How to return reference to value in Rc or RefCell

Hello,

I am attempting to build a doubly linked list in Rust (I know about the entirely too many linked lists book, but I want to try everything I can to fix errors I encounter before resorting to that book). I have been struggling with this for a while now, so I was wondering how do I return a reference to the data inside an Rc (or RefCell)?

These are the type definitions for my linked list:

use std::{
    cell::RefCell,
    rc::{Rc, Weak},
};

const INDEX_OUT_OF_BOUNDS: &str = "Error: index is out of bounds.";

type StrongListNode<T> = Option<Rc<RefCell<ListNode<T>>>>;
type WeakListNode<T> = Option<Weak<RefCell<ListNode<T>>>>;

pub struct LinkedList<T> {
    head: StrongListNode<T>,
    tail: StrongListNode<T>,
    size: usize,
}

struct ListNode<T> {
    data: T,
    prev: WeakListNode<T>,
    next: StrongListNode<T>,
}

And this is the implementation (currently, I am stuck on implementing the get method):

impl<T> LinkedList<T> {
    pub fn new() -> Self {
        LinkedList {
            head: None,
            tail: None,
            size: 0,
        }
    }

    pub fn get(&self, index: usize) -> Result<&T, &str> {
        if index >= self.size {
            return Err(INDEX_OUT_OF_BOUNDS);
        }

        let mut curr = Rc::clone(self.head.as_ref().unwrap());
        for _ in 0..index {
            let temp = curr;
            curr = Rc::clone(temp.borrow().next.as_ref().unwrap());
        }

        Ok(&curr.borrow().data)
    }
}

These are the compiler errors I get (one for Rc and one for RefCell I assume):

error[E0515]: cannot return value referencing local variable `curr`
  --> src/lib.rs:43:9
   |
43 |         Ok(&curr.borrow().data)
   |         ^^^^-------------^^^^^^
   |         |   |
   |         |   `curr` is borrowed here
   |         returns a value referencing data owned by the current function

error[E0515]: cannot return value referencing temporary value
  --> src/lib.rs:43:9
   |
43 |         Ok(&curr.borrow().data)
   |         ^^^^-------------^^^^^^
   |         |   |
   |         |   temporary value created here
   |         returns a value referencing data owned by the current function

I would greatly appreciate any help/response. I tried testing the reference behavior out with Option<Rc<ListNode<T>>> instead of Option<Rc<RefCell<ListNode<T>>>>, but when I tried to dereference the Rc, I got a cannot move error, which does not make sense because isn't Deref for Rc supposed to return a reference to the data inside the Rc?

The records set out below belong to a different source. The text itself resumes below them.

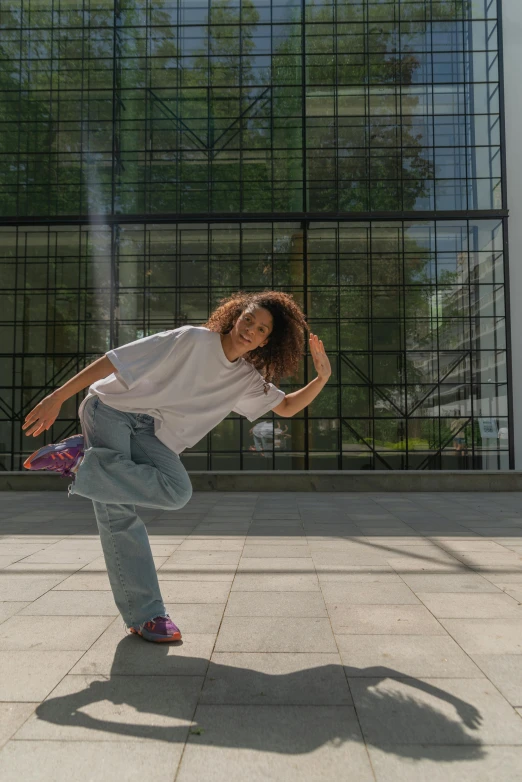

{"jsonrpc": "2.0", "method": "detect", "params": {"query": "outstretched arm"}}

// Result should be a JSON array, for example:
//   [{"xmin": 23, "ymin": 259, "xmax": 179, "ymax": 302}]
[
  {"xmin": 22, "ymin": 356, "xmax": 114, "ymax": 437},
  {"xmin": 273, "ymin": 334, "xmax": 332, "ymax": 418}
]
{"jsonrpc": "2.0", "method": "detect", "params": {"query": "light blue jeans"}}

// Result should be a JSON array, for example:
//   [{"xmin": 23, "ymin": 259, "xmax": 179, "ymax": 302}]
[{"xmin": 69, "ymin": 396, "xmax": 192, "ymax": 627}]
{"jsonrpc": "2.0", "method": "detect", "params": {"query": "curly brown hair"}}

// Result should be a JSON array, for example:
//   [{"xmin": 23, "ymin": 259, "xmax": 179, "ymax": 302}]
[{"xmin": 202, "ymin": 290, "xmax": 308, "ymax": 383}]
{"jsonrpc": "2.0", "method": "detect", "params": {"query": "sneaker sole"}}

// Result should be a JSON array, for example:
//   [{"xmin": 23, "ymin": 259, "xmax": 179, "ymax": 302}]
[
  {"xmin": 24, "ymin": 434, "xmax": 83, "ymax": 470},
  {"xmin": 129, "ymin": 627, "xmax": 181, "ymax": 644}
]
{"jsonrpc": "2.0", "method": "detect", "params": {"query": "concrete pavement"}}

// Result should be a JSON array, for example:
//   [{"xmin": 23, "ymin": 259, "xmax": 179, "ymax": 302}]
[{"xmin": 0, "ymin": 492, "xmax": 522, "ymax": 782}]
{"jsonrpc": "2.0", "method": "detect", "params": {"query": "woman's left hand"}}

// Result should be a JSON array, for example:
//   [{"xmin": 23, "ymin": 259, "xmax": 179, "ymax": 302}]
[{"xmin": 310, "ymin": 334, "xmax": 332, "ymax": 380}]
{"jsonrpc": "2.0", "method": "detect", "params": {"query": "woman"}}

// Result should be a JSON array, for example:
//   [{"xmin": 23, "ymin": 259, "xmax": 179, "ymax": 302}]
[{"xmin": 22, "ymin": 291, "xmax": 331, "ymax": 642}]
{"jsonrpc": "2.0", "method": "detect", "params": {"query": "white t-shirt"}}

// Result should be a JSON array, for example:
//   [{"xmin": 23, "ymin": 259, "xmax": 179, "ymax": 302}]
[{"xmin": 80, "ymin": 326, "xmax": 285, "ymax": 454}]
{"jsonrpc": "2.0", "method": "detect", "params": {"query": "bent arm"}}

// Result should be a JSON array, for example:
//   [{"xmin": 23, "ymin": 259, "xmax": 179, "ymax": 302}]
[
  {"xmin": 51, "ymin": 356, "xmax": 115, "ymax": 403},
  {"xmin": 22, "ymin": 356, "xmax": 114, "ymax": 437},
  {"xmin": 272, "ymin": 377, "xmax": 328, "ymax": 418},
  {"xmin": 272, "ymin": 334, "xmax": 332, "ymax": 418}
]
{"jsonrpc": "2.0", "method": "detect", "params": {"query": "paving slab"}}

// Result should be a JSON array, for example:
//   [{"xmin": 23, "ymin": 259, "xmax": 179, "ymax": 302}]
[
  {"xmin": 0, "ymin": 616, "xmax": 113, "ymax": 651},
  {"xmin": 177, "ymin": 705, "xmax": 374, "ymax": 782},
  {"xmin": 335, "ymin": 634, "xmax": 481, "ymax": 678},
  {"xmin": 71, "ymin": 618, "xmax": 216, "ymax": 676},
  {"xmin": 368, "ymin": 744, "xmax": 522, "ymax": 782},
  {"xmin": 15, "ymin": 674, "xmax": 203, "ymax": 743},
  {"xmin": 200, "ymin": 652, "xmax": 352, "ymax": 706},
  {"xmin": 0, "ymin": 649, "xmax": 83, "ymax": 703},
  {"xmin": 0, "ymin": 492, "xmax": 522, "ymax": 782},
  {"xmin": 215, "ymin": 616, "xmax": 337, "ymax": 652},
  {"xmin": 439, "ymin": 617, "xmax": 522, "ymax": 655},
  {"xmin": 225, "ymin": 592, "xmax": 328, "ymax": 618},
  {"xmin": 0, "ymin": 739, "xmax": 184, "ymax": 782},
  {"xmin": 0, "ymin": 702, "xmax": 40, "ymax": 752},
  {"xmin": 348, "ymin": 676, "xmax": 522, "ymax": 746},
  {"xmin": 328, "ymin": 602, "xmax": 447, "ymax": 635}
]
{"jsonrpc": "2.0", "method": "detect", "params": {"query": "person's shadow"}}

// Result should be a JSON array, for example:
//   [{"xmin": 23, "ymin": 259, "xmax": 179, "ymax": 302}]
[{"xmin": 36, "ymin": 636, "xmax": 485, "ymax": 761}]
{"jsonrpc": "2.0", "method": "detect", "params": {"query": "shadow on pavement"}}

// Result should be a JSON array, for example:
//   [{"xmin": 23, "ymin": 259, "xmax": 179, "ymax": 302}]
[{"xmin": 36, "ymin": 636, "xmax": 485, "ymax": 762}]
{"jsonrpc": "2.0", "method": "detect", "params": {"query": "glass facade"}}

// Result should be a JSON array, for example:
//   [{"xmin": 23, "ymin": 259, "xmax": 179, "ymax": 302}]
[{"xmin": 0, "ymin": 0, "xmax": 512, "ymax": 470}]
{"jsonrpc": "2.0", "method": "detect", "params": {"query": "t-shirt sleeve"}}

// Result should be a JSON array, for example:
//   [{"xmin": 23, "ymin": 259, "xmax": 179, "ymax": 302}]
[
  {"xmin": 233, "ymin": 371, "xmax": 285, "ymax": 421},
  {"xmin": 105, "ymin": 328, "xmax": 187, "ymax": 390}
]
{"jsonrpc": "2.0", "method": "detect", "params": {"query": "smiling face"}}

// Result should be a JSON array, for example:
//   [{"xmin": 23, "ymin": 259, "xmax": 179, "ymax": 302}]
[{"xmin": 230, "ymin": 307, "xmax": 274, "ymax": 353}]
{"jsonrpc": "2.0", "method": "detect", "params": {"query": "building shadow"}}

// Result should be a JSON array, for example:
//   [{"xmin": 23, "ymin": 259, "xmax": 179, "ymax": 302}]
[{"xmin": 36, "ymin": 636, "xmax": 485, "ymax": 762}]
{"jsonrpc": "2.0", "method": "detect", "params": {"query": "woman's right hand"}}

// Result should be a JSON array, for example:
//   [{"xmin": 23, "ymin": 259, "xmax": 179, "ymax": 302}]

    pub fn get(&self, index: usize) -> Result<(), &str> {
        if index >= self.size {
            return Err(INDEX_OUT_OF_BOUNDS);
        }

        let mut curr = Rc::clone(self.head.as_ref().unwrap());
        for _ in 0..index {
            let temp = curr;
            curr = Rc::clone(temp.next.as_ref().unwrap());
        }

        let hello = *curr;
        Ok(())
    }
error[E0507]: cannot move out of an `Rc`
  --> src/lib.rs:43:21
   |
43 |         let hello = *curr;
   |                     ^^^^^
   |                     |
   |                     move occurs because value has type `ListNode<T>`, which does not implement the `Copy` trait
   |                     help: consider borrowing here: `&*curr`
1 Like

You cannot hide a RefCell in API boundaries. If you use a RefCell, your clients have to know about that. You need to return Ref or RefMut guards

This is covered here in the book you mentioned.

3 Likes

Ok, thanks for the help. Then, what about the Rc? Why does dereferencing the Rc result in the owned type rather than a reference to the value inside the Rc?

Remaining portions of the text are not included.